Il considère que les responsables de quartier disposent d’une connaissance directe des réalités du terrain et peuvent contribuer à identifier rapidement les zones prioritaires, signaler les urgences et suivre la réalisation des engagements.
UN BILAN APRÈS CHAQUE GAMOU
Autre proposition avancée : instaurer une véritable réunion d’évaluation au lendemain de chaque Gamou.
« Après le Gamou, la mairie, les délégués de quartier et COSKAS doivent se réunir pour faire une évaluation objective de ce qui s’est passé. Il faut établir un rapport et l’envoyer aux autorités compétentes afin que les failles constatées soient corrigées pour l’année suivante », suggère-t-il.
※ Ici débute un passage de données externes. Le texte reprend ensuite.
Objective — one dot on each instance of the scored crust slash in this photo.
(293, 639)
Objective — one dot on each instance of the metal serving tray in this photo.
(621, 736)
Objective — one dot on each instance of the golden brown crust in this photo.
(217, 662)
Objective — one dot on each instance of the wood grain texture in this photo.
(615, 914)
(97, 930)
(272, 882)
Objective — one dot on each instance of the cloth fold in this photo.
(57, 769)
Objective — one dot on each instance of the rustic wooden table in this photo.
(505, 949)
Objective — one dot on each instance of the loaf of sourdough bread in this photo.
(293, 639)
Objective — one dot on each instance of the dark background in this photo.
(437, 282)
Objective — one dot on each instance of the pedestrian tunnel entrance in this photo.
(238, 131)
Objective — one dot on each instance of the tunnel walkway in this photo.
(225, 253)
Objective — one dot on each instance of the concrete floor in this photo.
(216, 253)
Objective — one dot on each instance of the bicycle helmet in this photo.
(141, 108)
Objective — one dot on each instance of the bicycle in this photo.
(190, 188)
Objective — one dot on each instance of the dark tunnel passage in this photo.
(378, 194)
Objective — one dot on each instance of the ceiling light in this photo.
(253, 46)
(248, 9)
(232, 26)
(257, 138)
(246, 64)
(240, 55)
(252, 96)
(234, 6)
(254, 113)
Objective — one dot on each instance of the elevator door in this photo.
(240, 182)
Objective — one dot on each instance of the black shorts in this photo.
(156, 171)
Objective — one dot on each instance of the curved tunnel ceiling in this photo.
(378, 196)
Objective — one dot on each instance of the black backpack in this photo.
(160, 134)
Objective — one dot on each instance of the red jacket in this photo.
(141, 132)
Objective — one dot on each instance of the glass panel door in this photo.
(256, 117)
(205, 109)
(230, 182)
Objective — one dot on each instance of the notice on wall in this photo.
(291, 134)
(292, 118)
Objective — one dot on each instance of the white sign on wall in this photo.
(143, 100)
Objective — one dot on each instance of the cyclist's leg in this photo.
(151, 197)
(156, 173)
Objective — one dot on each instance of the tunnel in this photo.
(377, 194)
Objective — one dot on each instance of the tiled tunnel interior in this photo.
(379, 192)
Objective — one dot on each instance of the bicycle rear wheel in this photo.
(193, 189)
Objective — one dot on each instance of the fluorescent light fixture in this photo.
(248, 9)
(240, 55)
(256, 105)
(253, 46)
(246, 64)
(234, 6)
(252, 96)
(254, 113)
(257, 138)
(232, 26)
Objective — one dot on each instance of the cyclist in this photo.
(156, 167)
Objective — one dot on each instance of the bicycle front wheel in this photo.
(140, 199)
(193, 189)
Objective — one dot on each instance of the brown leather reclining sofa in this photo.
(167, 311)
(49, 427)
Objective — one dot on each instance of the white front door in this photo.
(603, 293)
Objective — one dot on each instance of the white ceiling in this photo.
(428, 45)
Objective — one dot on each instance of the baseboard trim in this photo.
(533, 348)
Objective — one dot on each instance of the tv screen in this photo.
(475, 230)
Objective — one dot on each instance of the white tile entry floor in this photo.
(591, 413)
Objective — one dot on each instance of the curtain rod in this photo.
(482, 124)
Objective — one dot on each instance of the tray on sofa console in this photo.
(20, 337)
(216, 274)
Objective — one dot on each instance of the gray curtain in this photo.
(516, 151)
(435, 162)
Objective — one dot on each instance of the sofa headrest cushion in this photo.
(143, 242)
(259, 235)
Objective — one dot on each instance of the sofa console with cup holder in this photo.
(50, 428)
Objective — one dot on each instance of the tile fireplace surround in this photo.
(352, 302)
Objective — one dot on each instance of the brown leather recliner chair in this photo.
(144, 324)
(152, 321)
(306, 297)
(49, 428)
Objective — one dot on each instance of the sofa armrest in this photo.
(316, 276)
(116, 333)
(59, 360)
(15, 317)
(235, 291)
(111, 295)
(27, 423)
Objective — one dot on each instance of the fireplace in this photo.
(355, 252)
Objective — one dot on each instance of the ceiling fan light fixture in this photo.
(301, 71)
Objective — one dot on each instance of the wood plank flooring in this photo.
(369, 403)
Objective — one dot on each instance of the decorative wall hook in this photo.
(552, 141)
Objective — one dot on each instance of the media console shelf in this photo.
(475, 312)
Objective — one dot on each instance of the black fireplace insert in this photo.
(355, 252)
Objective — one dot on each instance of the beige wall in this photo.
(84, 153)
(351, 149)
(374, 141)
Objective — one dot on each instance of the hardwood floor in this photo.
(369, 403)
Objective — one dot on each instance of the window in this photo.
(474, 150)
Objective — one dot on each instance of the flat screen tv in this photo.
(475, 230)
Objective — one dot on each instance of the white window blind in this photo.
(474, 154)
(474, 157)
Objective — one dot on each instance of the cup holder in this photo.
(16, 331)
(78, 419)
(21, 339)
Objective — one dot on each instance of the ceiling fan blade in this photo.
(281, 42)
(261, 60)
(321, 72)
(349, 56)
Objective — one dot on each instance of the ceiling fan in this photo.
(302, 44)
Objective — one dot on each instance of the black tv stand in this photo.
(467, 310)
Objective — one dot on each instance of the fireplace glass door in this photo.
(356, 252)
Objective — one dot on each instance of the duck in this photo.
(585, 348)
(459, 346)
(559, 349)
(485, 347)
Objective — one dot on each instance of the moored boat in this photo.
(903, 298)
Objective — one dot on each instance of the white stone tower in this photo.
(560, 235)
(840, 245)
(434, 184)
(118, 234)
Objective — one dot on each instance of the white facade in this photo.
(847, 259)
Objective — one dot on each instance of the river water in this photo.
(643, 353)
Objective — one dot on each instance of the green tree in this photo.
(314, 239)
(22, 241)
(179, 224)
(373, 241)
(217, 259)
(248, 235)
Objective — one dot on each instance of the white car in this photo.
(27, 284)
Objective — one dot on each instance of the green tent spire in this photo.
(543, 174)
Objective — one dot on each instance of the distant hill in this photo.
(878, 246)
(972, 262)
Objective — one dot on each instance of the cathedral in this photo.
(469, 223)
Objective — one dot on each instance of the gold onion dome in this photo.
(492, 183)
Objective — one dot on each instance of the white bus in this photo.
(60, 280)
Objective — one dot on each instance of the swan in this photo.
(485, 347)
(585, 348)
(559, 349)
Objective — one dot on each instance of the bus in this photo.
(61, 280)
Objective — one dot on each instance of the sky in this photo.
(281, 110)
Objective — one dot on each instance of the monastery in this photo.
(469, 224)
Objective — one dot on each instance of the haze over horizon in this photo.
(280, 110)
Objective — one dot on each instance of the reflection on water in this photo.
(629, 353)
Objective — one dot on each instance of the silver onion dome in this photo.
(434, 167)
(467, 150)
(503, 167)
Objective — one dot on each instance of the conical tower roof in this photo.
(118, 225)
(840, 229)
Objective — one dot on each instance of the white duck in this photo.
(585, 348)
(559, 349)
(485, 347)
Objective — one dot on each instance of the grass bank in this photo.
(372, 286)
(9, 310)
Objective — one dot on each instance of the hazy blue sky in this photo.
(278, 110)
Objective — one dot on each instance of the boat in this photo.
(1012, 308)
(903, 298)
Une démarche qui permettrait, selon lui, de transformer les difficultés rencontrées en enseignements pour les éditions suivantes.
ANTICIPER POUR LES PROCHAINS GRANDS ÉVÉNEMENTS
En conclusion, Abdou Fall appelle les autorités nationales et locales à revoir le dispositif d’anticipation des besoins de Tivaouane.
« Il faut prendre toutes les dispositions nécessaires pour évaluer la demande en eau au moins trois jours avant le Mawloud et trois jours après, et mobiliser tous les moyens et toutes les ressources nécessaires pour satisfaire les populations et les pèlerins », recommande-t-il.
Pour le délégué de Sokhna Astou Kane, les difficultés enregistrées lors du Gamou 2026 doivent servir d’alerte. Avec la croissance démographique de Tivaouane et l’augmentation du nombre de pèlerins, il estime que la préparation des prochaines éditions devra désormais reposer sur une planification plus rigoureuse, une meilleure coordination des services et une implication accrue des acteurs locaux.